General characteristics
- Class & type: Commandant Rivière-class frigate
- Displacement: 1,750 tons standard, 2,230 tons full load
- Length: 98.0 m (321 ft 6 in) oa; 103.0 m (337 ft 11 in) pp;
- Beam: 11.5 m (37 ft 9 in)
- Draught: 4.3 m (14 ft 1 in)
- Propulsion: 2 shafts (4 × SEMT-Pielstick 12-cylinder diesel engines); 16,000 bhp (12,000 kW);
- Speed: 25 knots (46 km/h; 29 mph)
- Range: 7,500 nmi (13,900 km; 8,600 mi) at 16 knots (30 km/h; 18 mph)
- Boats & landing craft carried: 2 × LCP landing craft
- Complement: 166
- Sensors & processing systems: DRBV22A air search radar; DRBC32C fire control radar; DUBA3 sonar; SQS17 sonar;
- Armament: (Early service); 3 × 100 mm (4 in) guns ; 2 × 30 mm guns; 1 × 305 mm (12 in) anti-submarine mortar; 6 × 550 mm (22 in) torpedo tubes (6 L5 torpedoes); (Late Service); 2 × 100 mm (4 in) guns; 4 × MM38 Exocet missiles; 2 × 30 mm guns; 1 × 305 mm (12 in) anti-submarine mortar; 6 × 550 mm (22 in) torpedo tubes (6 L5 torpedoes);

= French frigate Commandant Rivière =

Commandant Rivière-class frigate

Commandant Rivière (F 733) was a Commandant Rivière-class frigate of French Navy.

== Development and design ==

The main gun armament of the Commandant Rivière class consisted of three of the new French 100 mm guns, with a single turret located forward and two turrets aft.
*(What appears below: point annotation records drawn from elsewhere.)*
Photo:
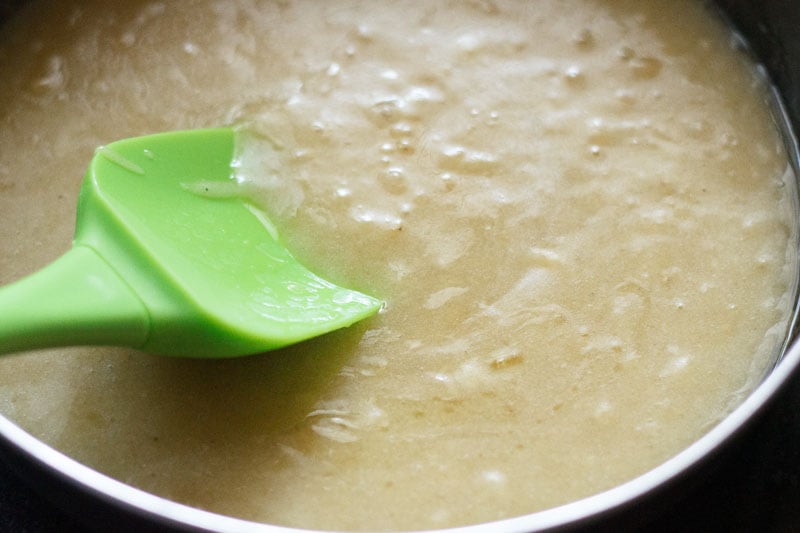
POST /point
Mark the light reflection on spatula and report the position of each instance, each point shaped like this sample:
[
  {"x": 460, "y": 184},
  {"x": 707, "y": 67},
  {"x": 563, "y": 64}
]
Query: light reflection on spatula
[{"x": 162, "y": 263}]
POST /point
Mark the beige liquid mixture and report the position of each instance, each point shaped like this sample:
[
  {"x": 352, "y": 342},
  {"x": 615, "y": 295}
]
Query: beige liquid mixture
[{"x": 578, "y": 213}]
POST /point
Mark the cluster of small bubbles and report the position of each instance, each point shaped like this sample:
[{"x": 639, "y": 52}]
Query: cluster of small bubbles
[{"x": 393, "y": 180}]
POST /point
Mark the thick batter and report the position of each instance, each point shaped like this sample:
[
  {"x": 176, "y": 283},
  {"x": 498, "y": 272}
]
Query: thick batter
[{"x": 578, "y": 213}]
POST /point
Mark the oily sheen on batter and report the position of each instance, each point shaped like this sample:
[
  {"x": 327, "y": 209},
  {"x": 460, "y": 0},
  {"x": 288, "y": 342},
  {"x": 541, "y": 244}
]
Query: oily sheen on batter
[{"x": 577, "y": 212}]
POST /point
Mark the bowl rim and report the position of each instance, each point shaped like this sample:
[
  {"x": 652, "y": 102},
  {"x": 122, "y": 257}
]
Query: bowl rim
[{"x": 168, "y": 513}]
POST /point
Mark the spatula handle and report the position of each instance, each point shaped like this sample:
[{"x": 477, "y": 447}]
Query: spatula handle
[{"x": 77, "y": 300}]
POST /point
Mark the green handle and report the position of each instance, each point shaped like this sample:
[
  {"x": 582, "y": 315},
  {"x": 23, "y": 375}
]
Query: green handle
[{"x": 77, "y": 300}]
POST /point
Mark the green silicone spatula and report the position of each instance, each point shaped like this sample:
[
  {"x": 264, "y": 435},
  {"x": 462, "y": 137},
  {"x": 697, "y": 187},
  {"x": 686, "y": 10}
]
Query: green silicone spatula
[{"x": 163, "y": 262}]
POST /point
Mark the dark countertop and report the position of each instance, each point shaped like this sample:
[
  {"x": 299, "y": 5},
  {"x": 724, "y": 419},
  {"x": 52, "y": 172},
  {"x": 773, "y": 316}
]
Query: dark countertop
[{"x": 754, "y": 487}]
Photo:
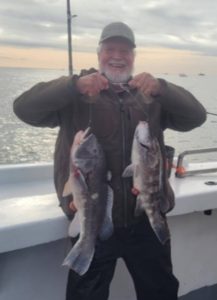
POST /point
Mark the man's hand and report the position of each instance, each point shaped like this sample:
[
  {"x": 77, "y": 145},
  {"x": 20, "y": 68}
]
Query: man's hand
[
  {"x": 92, "y": 84},
  {"x": 72, "y": 207},
  {"x": 146, "y": 83}
]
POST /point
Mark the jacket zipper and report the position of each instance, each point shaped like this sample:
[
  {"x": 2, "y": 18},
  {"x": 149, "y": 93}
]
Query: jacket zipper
[{"x": 123, "y": 129}]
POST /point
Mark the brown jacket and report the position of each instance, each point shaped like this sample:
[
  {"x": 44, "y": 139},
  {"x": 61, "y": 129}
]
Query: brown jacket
[{"x": 113, "y": 118}]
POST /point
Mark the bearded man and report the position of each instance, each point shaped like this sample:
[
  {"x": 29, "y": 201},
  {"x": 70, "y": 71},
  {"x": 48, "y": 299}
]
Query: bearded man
[{"x": 112, "y": 101}]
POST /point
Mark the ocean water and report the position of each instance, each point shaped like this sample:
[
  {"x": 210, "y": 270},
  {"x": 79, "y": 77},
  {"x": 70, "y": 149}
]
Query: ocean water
[{"x": 21, "y": 143}]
These water-cooled automatic dual-purpose guns could fire a 13.5 kg shell at an effective range of 12000 m against surface targets and 6000 m against aircraft at a rate of 60 rounds per minute. A quadruple 305 mm anti-submarine mortar was fitted in 'B' position, aft of the forward gun and in front of the ship's superstructure, capable of firing a 230 kg depth charge to 3000 m or in the shore bombardment role, a 100 kg projectile to 6000 m. Two triple torpedo tubes were fitted for anti-submarine torpedoes, while the ship's armament was completed by two 30 mm Hotchkiss HS-30 cannon. The ships had accommodation for an 80-man commando detachment with two fast landing boats, each capable of landing 25 men.

== Construction and career ==
Commandant Rivière was laid down in April 1957 and launched on 11 October 1958 at Arsenal de Lorient in Lorient. The vessel was commissioned on 4 December 1962.

In 1984–1985, Commandant Rivière was converted to a sonar-trials ship. The ship's armament was replaced by a single 40 mm Bofors gun and two 12.7 mm machine guns, while the ship's stern was rebuilt to accommodate a hoist for a variable depth sonar, which was used to test various active and passive towed array sonars.

She served as a breakwater in Saint-Mandrier from 1993 to 2009 after decommissioning in 1992. She awaited dismantling in Toulon from 2009 to 2014 and dismantled in Ghent in 2015.